1920年に内藤秀次郎と林兼吉の両名により設立されたリンナイは、昨年創業100周年を迎えた。加圧式石油コンロの製造・販売から始まり、その後にガステーブルコンロ、ガスレンジ、ガスストーブ、ガス湯沸器などのガス機器にいちはやく取組み、高い信頼と実績を築いてきた。

「今日では、中国、アメリカ、オーストラリア、韓国、インドネシア、ブラジル、イタリアなど、世界16の国・地域に展開しており、世界各国それぞれの生活文化・気候条件・エネルギー事情に適した商品やサービスを通し、世界中の人々の豊かな暮らしに貢献しています。現在グループ会社49社のうち海外法人が31社、日本国内が14社、ならびに関連会社3社(海外)で構成されています」と西澤董事総経理は説明する。
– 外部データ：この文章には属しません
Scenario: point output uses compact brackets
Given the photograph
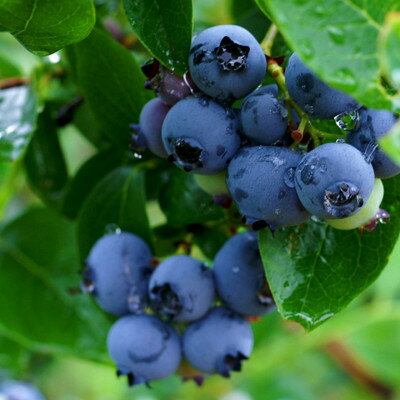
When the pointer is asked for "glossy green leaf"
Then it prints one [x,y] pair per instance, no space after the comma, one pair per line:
[210,241]
[13,356]
[390,143]
[344,53]
[165,28]
[112,83]
[246,14]
[117,202]
[389,49]
[44,162]
[314,271]
[89,174]
[45,26]
[17,121]
[7,68]
[183,202]
[44,308]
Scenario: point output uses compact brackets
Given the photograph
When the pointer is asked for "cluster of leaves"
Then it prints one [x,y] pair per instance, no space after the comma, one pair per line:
[95,86]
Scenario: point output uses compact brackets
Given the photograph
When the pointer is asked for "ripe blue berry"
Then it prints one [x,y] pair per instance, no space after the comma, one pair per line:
[169,87]
[144,348]
[373,125]
[334,180]
[261,182]
[150,124]
[263,116]
[182,288]
[226,62]
[200,135]
[314,96]
[366,214]
[118,272]
[240,278]
[219,342]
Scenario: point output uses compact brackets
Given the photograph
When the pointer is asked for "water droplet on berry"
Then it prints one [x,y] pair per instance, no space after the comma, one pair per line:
[289,177]
[348,121]
[112,228]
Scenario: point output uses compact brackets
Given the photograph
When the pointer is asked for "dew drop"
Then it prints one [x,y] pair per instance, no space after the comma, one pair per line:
[112,228]
[348,121]
[288,178]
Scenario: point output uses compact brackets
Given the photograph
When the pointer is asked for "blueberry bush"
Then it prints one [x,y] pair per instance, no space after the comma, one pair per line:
[188,184]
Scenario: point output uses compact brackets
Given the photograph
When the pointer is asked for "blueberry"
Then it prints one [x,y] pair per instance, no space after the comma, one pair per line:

中国現地法人である上海林内有限公司は、1993年に設立された。「当社は、日本リンナイ50%、上海ガス45%、その他5%の日中合弁会社として設立され、主にガス給湯器、ガスボイラー(床暖房)、コンロ等の製造・販売を通して順調に成長を遂げてきました。中国では経済成長による所得の増加やインフラ整備が進むことによりガス機器の需要拡大が予想されることから、事業のさらなる拡大と生産効率向上のため、2015年に奉賢区に新工場を設立し主力工場の浦東工場から生産拠点を移転しました。そして、更なる売上規模拡大を見据えて、敷地内に第二期工場を建設中です(2022年竣工予定)」と西澤董事総経理は話す。


 

◆◆◆ 昨年の疫情期間中、いち早く復工復産を果たすも更なる困難に直面 ◆◆◆

西澤董事総経理は、86年にリンナイ株式会社へ入社後、一貫して海外業務に携わってきた。「初めての海外駐在は香港で、94年から2001年まで勤務しました。その間、上海リンナイの立ち上げ支援に携わりました。初めて上海の工場を訪れた際、日本の工場との違いに大きなショックを受けたことを覚えています。また、97年の香港返還に立ち会えたのは幸運でした」

2001年に日本帰国後は、アジア・アフリカ市場の責任者を務め、09年に台湾へ出向し、18年に台湾から直接に上海林内の董事総経理へ就任する。西澤董事総経理は、中国事業の責任者として更なる中国市場の開拓に取り組む中で、新型コロナの流行という前代未聞の災害に見舞われる。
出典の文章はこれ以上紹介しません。